Taking over a business usually requires a substantial investment. Finding sufficient financing, especially for somewhat larger loans, can be quite a task. In quite a few acquisitions, financing runs into difficulties. PMV’s financing solutions help. Conveniently, you can also combine them.
Are you considering taking over a business? If so, you obviously need to assess the maximum price you are willing to pay for it, and within what timeframe you hope to recoup that investment. The method of financing the acquisition price – a mix of equity and external input – is an important choice. Typically, banks expect you to be able to finance about a third of the acquisition price through an equity contribution. With subordinated financing from PMV, you can increase equity: a great way to convince your bank and then pay the full acquisition cost with a traditional bank loan.
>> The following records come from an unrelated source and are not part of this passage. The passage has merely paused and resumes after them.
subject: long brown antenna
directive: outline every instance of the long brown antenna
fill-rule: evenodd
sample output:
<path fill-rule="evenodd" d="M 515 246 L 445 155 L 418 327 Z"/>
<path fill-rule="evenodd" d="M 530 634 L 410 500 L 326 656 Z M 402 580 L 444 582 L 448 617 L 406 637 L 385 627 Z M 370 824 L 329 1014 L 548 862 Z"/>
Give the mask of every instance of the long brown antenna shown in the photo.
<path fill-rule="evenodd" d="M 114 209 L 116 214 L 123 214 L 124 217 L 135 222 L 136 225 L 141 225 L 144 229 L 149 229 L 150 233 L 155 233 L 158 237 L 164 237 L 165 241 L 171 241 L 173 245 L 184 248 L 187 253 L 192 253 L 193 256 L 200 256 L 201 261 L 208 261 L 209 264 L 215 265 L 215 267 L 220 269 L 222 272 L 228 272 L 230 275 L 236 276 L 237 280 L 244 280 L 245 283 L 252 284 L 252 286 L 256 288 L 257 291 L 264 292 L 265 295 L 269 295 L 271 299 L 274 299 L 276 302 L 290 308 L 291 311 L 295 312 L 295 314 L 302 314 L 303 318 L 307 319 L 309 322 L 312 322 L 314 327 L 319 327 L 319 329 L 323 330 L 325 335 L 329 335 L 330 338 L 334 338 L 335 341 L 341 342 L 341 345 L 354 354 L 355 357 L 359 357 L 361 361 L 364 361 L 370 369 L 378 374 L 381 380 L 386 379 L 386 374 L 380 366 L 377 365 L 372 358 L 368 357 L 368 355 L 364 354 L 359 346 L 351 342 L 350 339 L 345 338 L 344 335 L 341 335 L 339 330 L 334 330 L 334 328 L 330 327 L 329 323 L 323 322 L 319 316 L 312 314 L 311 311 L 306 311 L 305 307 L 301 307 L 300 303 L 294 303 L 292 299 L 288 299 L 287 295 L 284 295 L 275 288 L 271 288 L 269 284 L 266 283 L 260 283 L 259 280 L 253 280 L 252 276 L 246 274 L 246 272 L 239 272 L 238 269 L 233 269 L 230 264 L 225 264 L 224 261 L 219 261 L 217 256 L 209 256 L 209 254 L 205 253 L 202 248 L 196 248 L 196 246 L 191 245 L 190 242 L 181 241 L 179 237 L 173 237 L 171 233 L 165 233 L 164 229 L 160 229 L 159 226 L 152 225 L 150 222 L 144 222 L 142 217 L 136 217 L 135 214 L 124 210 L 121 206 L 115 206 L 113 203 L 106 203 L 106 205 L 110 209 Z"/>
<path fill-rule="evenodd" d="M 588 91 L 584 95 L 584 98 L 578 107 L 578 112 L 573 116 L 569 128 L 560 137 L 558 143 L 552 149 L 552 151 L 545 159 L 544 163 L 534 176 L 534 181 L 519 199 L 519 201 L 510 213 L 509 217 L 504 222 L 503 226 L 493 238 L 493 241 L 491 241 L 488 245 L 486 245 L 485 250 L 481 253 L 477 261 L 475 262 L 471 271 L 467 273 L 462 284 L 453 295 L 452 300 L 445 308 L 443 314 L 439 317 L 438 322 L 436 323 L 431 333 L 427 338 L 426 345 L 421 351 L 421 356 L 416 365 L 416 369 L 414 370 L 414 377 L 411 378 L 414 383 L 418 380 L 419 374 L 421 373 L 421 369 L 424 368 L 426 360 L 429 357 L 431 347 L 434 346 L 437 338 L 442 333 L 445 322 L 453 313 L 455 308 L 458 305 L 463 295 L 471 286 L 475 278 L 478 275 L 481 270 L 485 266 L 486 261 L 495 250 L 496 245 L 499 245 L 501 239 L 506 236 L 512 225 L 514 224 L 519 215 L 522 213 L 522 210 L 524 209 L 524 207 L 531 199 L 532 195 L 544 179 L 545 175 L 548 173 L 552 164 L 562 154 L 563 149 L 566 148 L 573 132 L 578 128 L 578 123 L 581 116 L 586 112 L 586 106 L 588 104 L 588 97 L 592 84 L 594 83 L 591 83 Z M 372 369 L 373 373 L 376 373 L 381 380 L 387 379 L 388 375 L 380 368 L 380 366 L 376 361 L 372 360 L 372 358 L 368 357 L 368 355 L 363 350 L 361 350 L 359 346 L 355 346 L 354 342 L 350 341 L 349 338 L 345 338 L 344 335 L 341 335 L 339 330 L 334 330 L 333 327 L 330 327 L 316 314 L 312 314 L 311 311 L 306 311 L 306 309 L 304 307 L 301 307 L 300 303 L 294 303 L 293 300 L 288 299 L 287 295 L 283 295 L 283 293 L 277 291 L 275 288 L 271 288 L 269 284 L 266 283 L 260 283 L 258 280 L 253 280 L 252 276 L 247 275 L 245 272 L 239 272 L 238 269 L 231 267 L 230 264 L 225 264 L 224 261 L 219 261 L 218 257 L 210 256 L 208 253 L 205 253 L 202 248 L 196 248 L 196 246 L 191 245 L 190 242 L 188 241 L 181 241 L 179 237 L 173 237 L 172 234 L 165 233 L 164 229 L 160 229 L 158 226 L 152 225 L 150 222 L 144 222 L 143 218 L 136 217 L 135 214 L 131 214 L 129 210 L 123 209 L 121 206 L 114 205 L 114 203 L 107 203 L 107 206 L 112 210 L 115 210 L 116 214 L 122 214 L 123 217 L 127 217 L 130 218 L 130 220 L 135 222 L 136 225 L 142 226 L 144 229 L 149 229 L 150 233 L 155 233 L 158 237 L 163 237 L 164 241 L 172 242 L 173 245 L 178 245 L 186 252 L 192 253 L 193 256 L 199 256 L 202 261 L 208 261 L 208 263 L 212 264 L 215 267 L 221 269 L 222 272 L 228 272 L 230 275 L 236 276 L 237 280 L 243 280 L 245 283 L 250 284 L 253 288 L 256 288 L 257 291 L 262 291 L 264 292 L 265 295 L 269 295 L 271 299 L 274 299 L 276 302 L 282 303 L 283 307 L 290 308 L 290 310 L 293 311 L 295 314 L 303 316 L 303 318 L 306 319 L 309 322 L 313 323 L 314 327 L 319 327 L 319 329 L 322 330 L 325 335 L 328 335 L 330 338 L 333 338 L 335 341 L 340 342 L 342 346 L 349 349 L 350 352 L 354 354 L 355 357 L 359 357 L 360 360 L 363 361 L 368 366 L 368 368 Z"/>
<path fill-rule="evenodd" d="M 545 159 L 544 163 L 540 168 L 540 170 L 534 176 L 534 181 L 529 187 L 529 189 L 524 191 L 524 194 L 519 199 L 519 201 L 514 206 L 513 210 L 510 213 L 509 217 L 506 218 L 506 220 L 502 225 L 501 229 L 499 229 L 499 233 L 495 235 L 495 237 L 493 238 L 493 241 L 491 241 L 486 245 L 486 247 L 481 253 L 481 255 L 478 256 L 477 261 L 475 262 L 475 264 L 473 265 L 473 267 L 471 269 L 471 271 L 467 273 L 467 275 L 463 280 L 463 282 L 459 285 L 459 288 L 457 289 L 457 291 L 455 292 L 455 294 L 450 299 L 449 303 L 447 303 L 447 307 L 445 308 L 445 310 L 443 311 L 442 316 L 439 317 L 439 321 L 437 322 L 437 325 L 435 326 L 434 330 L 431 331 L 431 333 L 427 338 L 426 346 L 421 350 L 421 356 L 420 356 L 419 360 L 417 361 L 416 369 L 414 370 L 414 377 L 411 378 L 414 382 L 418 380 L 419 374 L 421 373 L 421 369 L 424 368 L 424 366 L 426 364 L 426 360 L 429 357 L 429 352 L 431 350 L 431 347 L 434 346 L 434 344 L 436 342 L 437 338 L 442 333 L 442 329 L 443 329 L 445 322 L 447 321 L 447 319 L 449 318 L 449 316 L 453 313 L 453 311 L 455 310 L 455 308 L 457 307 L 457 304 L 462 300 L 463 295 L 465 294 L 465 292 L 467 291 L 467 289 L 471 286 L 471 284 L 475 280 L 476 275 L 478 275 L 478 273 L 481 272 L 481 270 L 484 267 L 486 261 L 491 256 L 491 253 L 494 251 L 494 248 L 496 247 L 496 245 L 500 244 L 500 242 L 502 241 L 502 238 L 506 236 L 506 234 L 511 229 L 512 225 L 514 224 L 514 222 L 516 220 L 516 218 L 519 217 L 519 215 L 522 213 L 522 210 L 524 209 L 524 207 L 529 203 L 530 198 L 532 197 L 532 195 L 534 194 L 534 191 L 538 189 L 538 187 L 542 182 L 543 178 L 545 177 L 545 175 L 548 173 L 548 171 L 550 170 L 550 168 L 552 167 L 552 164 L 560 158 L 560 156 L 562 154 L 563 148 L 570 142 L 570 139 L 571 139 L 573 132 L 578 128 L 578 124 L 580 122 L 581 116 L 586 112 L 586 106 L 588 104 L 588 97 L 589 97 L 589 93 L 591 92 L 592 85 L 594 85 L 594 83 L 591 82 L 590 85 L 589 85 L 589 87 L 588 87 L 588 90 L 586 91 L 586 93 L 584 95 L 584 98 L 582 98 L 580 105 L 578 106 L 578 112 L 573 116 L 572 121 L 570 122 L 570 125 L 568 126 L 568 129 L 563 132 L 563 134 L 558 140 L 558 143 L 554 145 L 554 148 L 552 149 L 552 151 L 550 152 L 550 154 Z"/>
It is one of the financing instruments offered by PMV. Besides subordinated loans to bridge the gap between bank financing and equity, you can also turn to PMV for guarantees or a minority stake in the capital. Annually, PMV provides guarantees in around 800 acquisition files. In some 60 takeover deals, PMV provides subordinated loans. We offer longer terms and flexible repayment options where you often only have to repay the loan at the end of the term. This leaves more cash in your business to invest and repay the banks. Whatever form of financing you choose, a good mix is very important. Balanced financing avoids you getting into trouble (especially in the first difficult years) with repaying your bank debts.